Он встал с постели и оделся. Его слова уничтожили ее приподнятое настроение. Она до подбородка накрылась простыней и лежала молча.

Когда он был готов, прежде чем подобрать туфли, он наклонился над ней и голосом нежного юноши, разыгрывавшего из себя отца, сказал:

— Хочешь, я перед уходом укрою тебя одеялом?

— Да, да, — ответила Сабина, и горе ее отступило. — Да, — сказала она с благодарностью не за покровительственный жест, но потому что если бы с его точки зрения она была плохой, он бы не укрыл ее одеялом. Плохих женщин одеялом не укрывают. И этот жест, конечно, означал то, что он, вероятно, снова с ней встретится.

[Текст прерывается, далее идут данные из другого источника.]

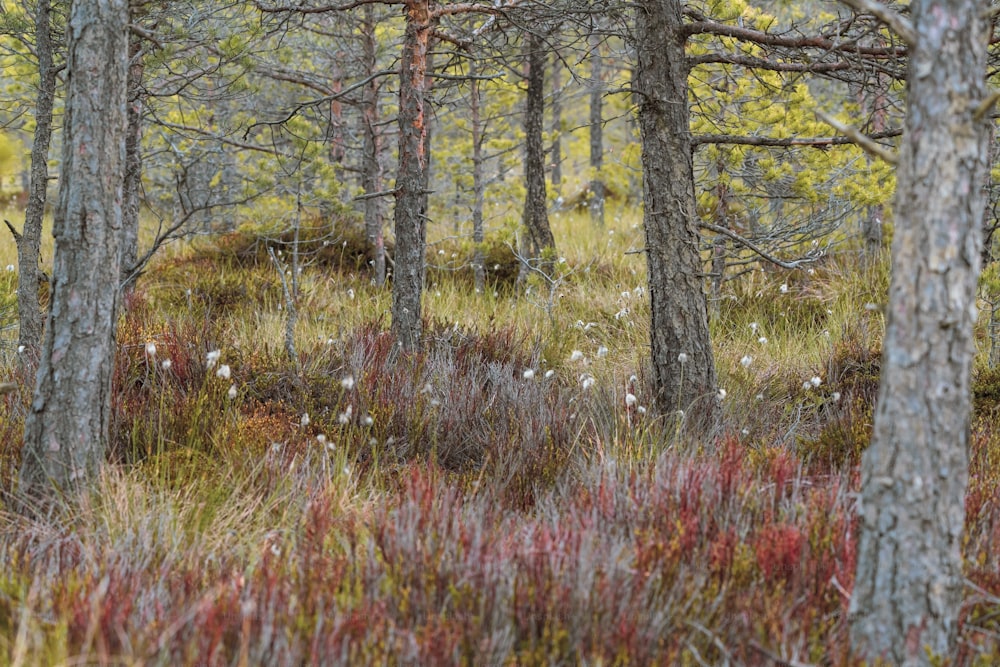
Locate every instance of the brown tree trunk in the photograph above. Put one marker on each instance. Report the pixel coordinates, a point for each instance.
(537, 233)
(66, 430)
(683, 365)
(596, 203)
(909, 582)
(872, 229)
(133, 166)
(478, 184)
(555, 155)
(371, 165)
(29, 311)
(411, 178)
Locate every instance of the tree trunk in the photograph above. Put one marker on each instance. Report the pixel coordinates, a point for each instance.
(478, 184)
(555, 156)
(133, 166)
(872, 231)
(909, 582)
(371, 165)
(66, 430)
(596, 203)
(683, 365)
(29, 311)
(537, 234)
(720, 245)
(411, 178)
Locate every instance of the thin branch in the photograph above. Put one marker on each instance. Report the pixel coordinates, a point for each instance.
(816, 142)
(710, 27)
(375, 195)
(986, 105)
(764, 63)
(794, 264)
(859, 138)
(898, 23)
(14, 232)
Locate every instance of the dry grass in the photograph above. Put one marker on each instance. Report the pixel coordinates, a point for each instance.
(445, 508)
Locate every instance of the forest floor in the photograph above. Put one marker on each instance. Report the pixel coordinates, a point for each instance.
(496, 499)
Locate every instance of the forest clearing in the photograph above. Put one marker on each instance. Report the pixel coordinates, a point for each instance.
(499, 333)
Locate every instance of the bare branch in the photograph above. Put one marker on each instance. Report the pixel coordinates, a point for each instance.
(986, 105)
(766, 64)
(817, 142)
(794, 264)
(898, 23)
(859, 138)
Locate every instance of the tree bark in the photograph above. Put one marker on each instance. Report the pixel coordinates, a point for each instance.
(371, 165)
(909, 582)
(596, 203)
(411, 178)
(555, 155)
(132, 188)
(478, 184)
(683, 364)
(66, 430)
(537, 233)
(29, 311)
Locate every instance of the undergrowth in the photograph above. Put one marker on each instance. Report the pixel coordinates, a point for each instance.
(502, 497)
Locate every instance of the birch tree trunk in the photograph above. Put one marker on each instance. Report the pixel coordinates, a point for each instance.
(537, 233)
(133, 166)
(66, 430)
(411, 178)
(371, 165)
(596, 204)
(909, 582)
(29, 311)
(683, 364)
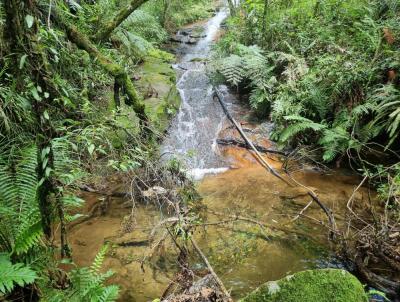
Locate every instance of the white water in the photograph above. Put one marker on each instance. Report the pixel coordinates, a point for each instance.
(192, 136)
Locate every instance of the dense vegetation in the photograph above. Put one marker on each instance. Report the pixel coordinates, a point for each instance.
(69, 109)
(72, 109)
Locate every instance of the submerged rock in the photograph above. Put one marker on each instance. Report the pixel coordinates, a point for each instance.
(325, 285)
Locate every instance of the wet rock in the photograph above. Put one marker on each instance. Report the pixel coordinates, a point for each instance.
(154, 192)
(326, 285)
(204, 290)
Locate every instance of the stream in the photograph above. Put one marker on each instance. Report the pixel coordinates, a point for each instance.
(230, 181)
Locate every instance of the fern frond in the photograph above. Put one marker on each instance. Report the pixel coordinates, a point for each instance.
(301, 124)
(11, 274)
(110, 294)
(26, 176)
(98, 260)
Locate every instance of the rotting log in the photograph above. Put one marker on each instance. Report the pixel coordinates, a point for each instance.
(105, 32)
(242, 144)
(217, 95)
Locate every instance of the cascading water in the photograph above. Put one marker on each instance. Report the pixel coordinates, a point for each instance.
(192, 136)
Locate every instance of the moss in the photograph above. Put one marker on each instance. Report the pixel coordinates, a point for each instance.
(326, 285)
(157, 85)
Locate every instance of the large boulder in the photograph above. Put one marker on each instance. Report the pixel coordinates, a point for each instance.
(324, 285)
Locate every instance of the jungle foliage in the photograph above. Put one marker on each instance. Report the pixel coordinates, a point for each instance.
(326, 73)
(67, 101)
(326, 68)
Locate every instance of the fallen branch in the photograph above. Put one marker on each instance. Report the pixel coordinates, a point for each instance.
(258, 156)
(264, 163)
(241, 144)
(207, 263)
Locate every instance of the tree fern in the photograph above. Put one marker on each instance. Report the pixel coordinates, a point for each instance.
(98, 260)
(87, 284)
(12, 274)
(232, 68)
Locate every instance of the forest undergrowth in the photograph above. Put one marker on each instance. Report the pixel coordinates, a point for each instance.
(326, 73)
(71, 114)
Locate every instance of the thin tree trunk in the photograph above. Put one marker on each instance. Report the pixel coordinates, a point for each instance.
(105, 32)
(265, 13)
(121, 77)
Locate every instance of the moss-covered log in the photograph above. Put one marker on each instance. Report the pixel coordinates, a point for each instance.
(105, 32)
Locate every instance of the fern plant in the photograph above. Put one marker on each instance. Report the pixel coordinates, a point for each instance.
(87, 284)
(14, 274)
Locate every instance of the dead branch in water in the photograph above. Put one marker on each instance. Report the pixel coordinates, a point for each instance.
(241, 144)
(207, 263)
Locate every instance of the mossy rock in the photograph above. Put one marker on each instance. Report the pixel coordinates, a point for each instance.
(325, 285)
(157, 85)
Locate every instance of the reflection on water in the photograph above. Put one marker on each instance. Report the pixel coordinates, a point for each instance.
(243, 254)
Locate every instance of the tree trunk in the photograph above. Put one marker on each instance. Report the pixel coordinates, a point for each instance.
(121, 77)
(232, 7)
(105, 32)
(21, 39)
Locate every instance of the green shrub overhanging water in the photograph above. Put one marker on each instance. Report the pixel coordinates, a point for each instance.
(325, 72)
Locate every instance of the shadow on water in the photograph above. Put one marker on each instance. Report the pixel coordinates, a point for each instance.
(244, 255)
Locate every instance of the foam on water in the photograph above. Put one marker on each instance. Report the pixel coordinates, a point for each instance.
(192, 136)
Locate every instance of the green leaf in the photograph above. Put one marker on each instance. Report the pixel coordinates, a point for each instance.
(91, 149)
(29, 20)
(46, 115)
(11, 274)
(22, 61)
(35, 94)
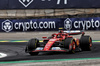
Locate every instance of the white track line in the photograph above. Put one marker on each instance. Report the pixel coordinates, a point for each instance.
(2, 55)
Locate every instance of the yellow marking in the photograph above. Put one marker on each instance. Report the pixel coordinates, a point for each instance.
(19, 41)
(49, 42)
(4, 41)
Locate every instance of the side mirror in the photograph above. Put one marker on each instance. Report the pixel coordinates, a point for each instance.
(44, 37)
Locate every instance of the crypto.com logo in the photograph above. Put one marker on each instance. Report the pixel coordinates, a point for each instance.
(26, 3)
(7, 25)
(67, 24)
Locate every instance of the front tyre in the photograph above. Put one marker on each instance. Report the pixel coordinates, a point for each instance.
(31, 46)
(69, 44)
(86, 43)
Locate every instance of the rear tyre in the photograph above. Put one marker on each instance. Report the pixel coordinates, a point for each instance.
(86, 43)
(69, 44)
(33, 53)
(31, 46)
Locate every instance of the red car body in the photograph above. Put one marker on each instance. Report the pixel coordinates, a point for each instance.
(58, 42)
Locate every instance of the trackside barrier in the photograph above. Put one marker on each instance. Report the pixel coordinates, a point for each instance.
(48, 4)
(24, 25)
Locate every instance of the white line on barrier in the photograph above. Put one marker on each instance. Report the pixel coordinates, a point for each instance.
(2, 55)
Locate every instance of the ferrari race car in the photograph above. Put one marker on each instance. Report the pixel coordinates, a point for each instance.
(60, 42)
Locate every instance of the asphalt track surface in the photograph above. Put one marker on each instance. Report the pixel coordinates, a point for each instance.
(16, 52)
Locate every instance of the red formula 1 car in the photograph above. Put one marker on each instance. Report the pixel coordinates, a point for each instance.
(60, 42)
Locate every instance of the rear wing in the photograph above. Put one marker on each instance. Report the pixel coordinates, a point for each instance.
(74, 32)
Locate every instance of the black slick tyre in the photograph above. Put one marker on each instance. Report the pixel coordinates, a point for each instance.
(31, 46)
(86, 43)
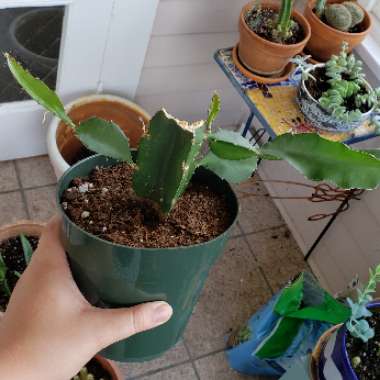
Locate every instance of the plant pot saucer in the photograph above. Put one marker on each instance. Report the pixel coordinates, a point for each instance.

Он укрыл ее нежно, с мастерством летчика, использующего долгий опыт походной жизни. Она лежала, принимая это, однако то, что он так нежно укутывал в одеяло, было не ночью наслаждения, не пресыщенным телом, но телом, в которое он впрыснул яд, убивавший его самого, безумие голода, вины и смерти по доверенности, причинявшей ему боль. Он впрыснул в ее тело собственную ядовитую вину за свою жизнь и желания. Он смешал яд с каждой каплей наслаждения, капля яда была в каждом поцелуе, каждом ударе чувственного наслаждения — ударе ножом, убивающим то, чего он желал, убивающим виной.

Алан приехал на следующий день, с неизменной уравновешенной улыбкой, в неизменном уравновешенном настроении. Не изменился и его взгляд на Сабину. Сабина надеялась, что он изгонит одержимость, овладевшую ею прошлой ночью, однако он оказался слишком далек от ее хаотического отчаяния, и его протянутая рука, его протянутая любовь были неравны по силе тому, что придавливало ее к земле.

Острое, напряженное мгновение наслаждения, овладевшего ее телом, и острое напряжение, слитое с ним ядом.